I have brewed the Nut Brown, the Saison, the American IPA, the Stout, the English Barleywine, the Hefeweissen, and soon, the Flanders Red from this book. The recipes seem to be pretty good, though since I may not have brewed them quite properly it can be hard to tell. (My Nut Brown, Saison and Stout turned out pretty well, the American IPA not quite.) The recipes are generally conservative rather than boundary pushing or experimental. This is because they are designed to win competitions, in which the judges often assign points more on the basis of fidelity to existing style rather than on the basis of innovation. You will not find any whiskey barrel-aged vanilla bean stouts in here.
Smoked Beers, Ray Daniels and Geoff Larson
I like Rauchbiers and smoked porters for their rustic, campfire taste. This book covers their history and the techniques used to smoke malt and brew smoked beers. I have only so far brewed the Stoffla (as an ale though), an obscure Franconian style with a sour-smokey taste. (I used acid-malt as called for in the recipe.) It turned out well, but not having a reference beer or style guideline I cannot say if it tasted as the recipe is supposed to taste. I plan to brew the smoked mild at some point, and if / when I have the capacity to lager, the Bamberger-style Rauchbier. Probably a book only for those enthusiastic about smokey beer.
The Complete Homebrew Beer Book, George Hummel
This was given as a gift to me. I have never brewed a recipe from this book but they generally look pretty good, although they are all extract only, or sometimes partial mash. The process information is very basic, however, as the book is designed for beginners. It recommends 70F - 72F fermentation temp for all ales, as well as to secondary all of its beer.
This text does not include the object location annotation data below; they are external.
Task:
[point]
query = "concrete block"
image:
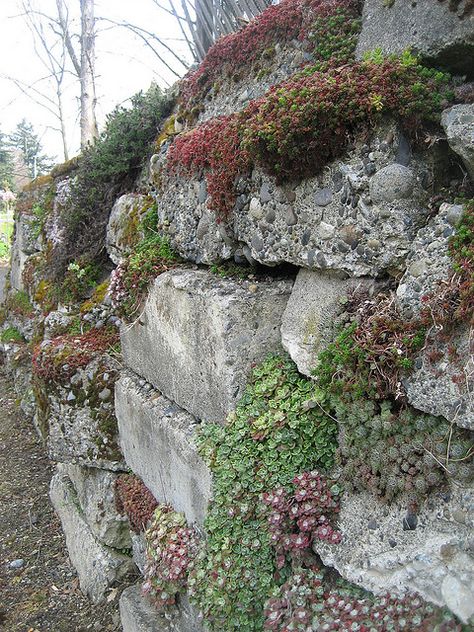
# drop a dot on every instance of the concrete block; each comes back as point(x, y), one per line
point(199, 335)
point(139, 615)
point(99, 567)
point(156, 437)
point(95, 491)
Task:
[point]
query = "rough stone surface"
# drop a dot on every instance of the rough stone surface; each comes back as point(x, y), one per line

In my view, these are both bad ideas. Also it provides little in the way of description of each beer. So, good source recipes, but follow a better process.
Brewing Better Beer, Gordon Strong
Billed as a manual for advanced brewers, this book reads more like a "philosophical" treatise rather than a how-to guide. It generally does not have detailed instructions for improving your technique, but rather general pointers, ideas and themes. The section on steeping dark grains is, however, pretty specific as to the technique for reducing the acrid or harsh taste of highly roasted grains. The part on using first wort hops and "hop bursting" is also pretty useful. Finally I liked that part about different mash schedules and sparging techniques. By tuning the mash type and sparge technique to the style you are going for you can get really good results. Overall a pretty good book but in my view it does need to be more specific in its recommendations and discussions of various techniques. Unlike some reviewers, I did not find the tone of the book to be overly arrogant or self-centered although I can see how some might view it that way. It really is however, a treatise on Strong's method of brewing.
Tasting Beer, Randy Mosher
Aimed at a general audience of people interested in beer, this book does not focus on homebrewing. But it does contain a good history of beer, a description of various styles, tips on developing your palette for beer and detecting off-flavors, and pairing beer with foods. Highly recommended, but as Mosher says, the best way to really become a connoisseur is to taste a lot of beers, take notes, and become a beer judge.
On my list to read is Designing Great Beers by Ray Daniels. After a quick browse, it appears to offer quite a bit of in-depth technical process advice as well as style advice. I will report back later.